We simulated in the NP_zAT ensemble, where the lateral area was fixed and the pressure was allowed to fluctuate in the z direction. However, in vivo, the LS monolayer constantly undergoes changes in surface area. Obviously this slow (milliseconds to seconds) process cannot be simulated by molecular dynamics. However, it is probably a wise idea to simulate the same system at different surface areas and using different ensembles. Hydrogen bonding by the peptide is highly dependent on the distribution of acceptor and donor sites around the peptide. A different surface area could change the charge distribution, which in turn can change the hydrogen-bonding characteristics.
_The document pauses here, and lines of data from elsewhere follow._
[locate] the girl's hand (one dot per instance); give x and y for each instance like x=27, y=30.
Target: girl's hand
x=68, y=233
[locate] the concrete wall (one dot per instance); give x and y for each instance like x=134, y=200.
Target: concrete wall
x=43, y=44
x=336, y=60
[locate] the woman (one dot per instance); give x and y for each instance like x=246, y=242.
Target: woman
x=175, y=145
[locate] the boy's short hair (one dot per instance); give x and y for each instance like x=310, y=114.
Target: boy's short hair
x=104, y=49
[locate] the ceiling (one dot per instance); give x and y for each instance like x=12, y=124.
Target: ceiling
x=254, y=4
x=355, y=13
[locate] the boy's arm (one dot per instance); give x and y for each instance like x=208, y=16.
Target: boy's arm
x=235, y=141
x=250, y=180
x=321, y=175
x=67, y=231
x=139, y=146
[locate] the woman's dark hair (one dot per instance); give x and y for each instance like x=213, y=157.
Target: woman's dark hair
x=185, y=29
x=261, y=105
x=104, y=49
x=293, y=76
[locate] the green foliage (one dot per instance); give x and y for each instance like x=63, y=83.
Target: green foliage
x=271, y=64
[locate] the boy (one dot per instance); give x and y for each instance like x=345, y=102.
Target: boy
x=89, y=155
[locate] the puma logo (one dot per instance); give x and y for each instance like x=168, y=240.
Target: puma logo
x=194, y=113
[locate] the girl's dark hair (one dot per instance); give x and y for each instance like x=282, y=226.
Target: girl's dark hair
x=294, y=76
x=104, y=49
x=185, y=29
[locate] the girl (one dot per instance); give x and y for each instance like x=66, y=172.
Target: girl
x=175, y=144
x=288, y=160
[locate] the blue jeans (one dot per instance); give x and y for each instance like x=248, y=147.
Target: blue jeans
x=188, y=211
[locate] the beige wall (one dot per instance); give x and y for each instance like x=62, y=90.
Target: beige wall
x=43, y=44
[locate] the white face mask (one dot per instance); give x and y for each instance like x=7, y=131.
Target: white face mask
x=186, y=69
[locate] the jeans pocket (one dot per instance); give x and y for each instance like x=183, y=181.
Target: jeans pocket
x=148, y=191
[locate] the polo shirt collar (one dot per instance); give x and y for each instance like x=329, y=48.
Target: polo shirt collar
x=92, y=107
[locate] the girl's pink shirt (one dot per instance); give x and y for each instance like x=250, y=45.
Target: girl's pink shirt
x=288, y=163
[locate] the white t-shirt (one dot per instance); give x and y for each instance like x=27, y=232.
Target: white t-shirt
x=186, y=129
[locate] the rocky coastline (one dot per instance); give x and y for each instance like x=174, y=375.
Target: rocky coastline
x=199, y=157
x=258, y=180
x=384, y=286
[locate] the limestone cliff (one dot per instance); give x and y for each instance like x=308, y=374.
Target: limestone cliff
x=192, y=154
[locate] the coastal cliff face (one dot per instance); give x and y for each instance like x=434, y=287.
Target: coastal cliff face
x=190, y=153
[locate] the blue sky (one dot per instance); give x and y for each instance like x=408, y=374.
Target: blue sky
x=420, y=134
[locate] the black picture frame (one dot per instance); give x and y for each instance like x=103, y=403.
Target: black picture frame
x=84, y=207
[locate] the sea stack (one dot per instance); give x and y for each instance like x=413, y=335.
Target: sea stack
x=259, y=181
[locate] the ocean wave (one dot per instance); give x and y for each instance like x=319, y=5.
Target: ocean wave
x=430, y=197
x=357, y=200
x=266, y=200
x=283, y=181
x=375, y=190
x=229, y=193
Earlier experimental results by Lee et al. (2001) on palmitic acid (PA) monolayers suggested a tilted orientation for the peptide. Palmitic acid is a minor component of LS. However, it is easier to characterize experimentally than lipids with bulky headgroups. Palmitic acid has a very small headgroup and does not possess as many bonding sites as a choline headgroup. Hence, we speculate that the peptide can sample more conformations in a PA monolayer than in a DPPC monolayer and can diffuse around more freely. Thus, a tilted, rather than horizontal, orientation is not unlikely in PA monolayers. Synthetic peptides with amphipathic properties, such as KL4 (sequence: K(L₄K)₃L₄K) and RL4, have been partially successful in restoring proper respiratory function. Studies of these simpler peptides could also yield a better understanding of lipid-peptide interactions at a molecular scale.

SUMMARY AND CONCLUSIONS

Simulations of DPPC monolayers with SP-B_1–25 peptide and its mutants have provided many insights into the nature of the interactions between the peptides and the lipids. Zwitterionic DPPC has a tendency to form hydrogen bonds with the polar and cationic amino acids of the peptide. These bonding interactions dictate the structure, orientation, and positioning of the peptide in the lipid/water interface. Simulations with different starting conditions suggest that the most favorable position for the peptide is with its helical axis parallel to the interface. This position optimizes the hydrogen-bonding probability of the peptide by exposing its side chains to a maximum number of external donor and acceptor sites. Although peptides in some of the simulations did not reach a near-horizontal orientation on the timescale of the simulation due to locally trapped minima, longer simulations will probably produce nearly horizontal orientations. The peptide backbone secondary structure fluctuates through breakage of intramolecular hydrogen bonds, which enables the formation of intermolecular hydrogen bonds by the side-chain groups. All the simulations showed a similar trend of increasing peptide-lipid hydrogen bonds, along with decreasing peptide-water and lipid-water interactions. Using different criteria for hydrogen bonding showed slightly different quantitative behavior but nearly identical qualitative behavior. We also observe that the depth of insertion is fairly conserved, with the tryptophan residues lingering a few Angstroms above the average phosphorus position of the lipid, in the interfacial region. We do not observe drastic extremes in positions, like insertion into the lipid tail region or expulsion from the bilayer in the timescale of the simulations. Our simulation results match reasonably well with existing experiments that also show a horizontal equilibrium orientation of the peptide.

The most immediate issues that need to be addressed include the nature of interactions of these peptides with anionic lipids with charged headgroups, such as POPG, and fatty acids with small headgroups, such as palmitic acid. Longer simulations might clarify a few of the conflicting trends observed in the simulations with DPPC presented here. Another important goal will be to study the interactions of simpler model peptides such as KL4 and RL4. These simulations could yield insights into the rational design of synthetic lung surfactants and, more importantly, a better fundamental understanding of the molecular interactions between lipids and peptides, one of the most common, yet least understood, aspects of molecular biology.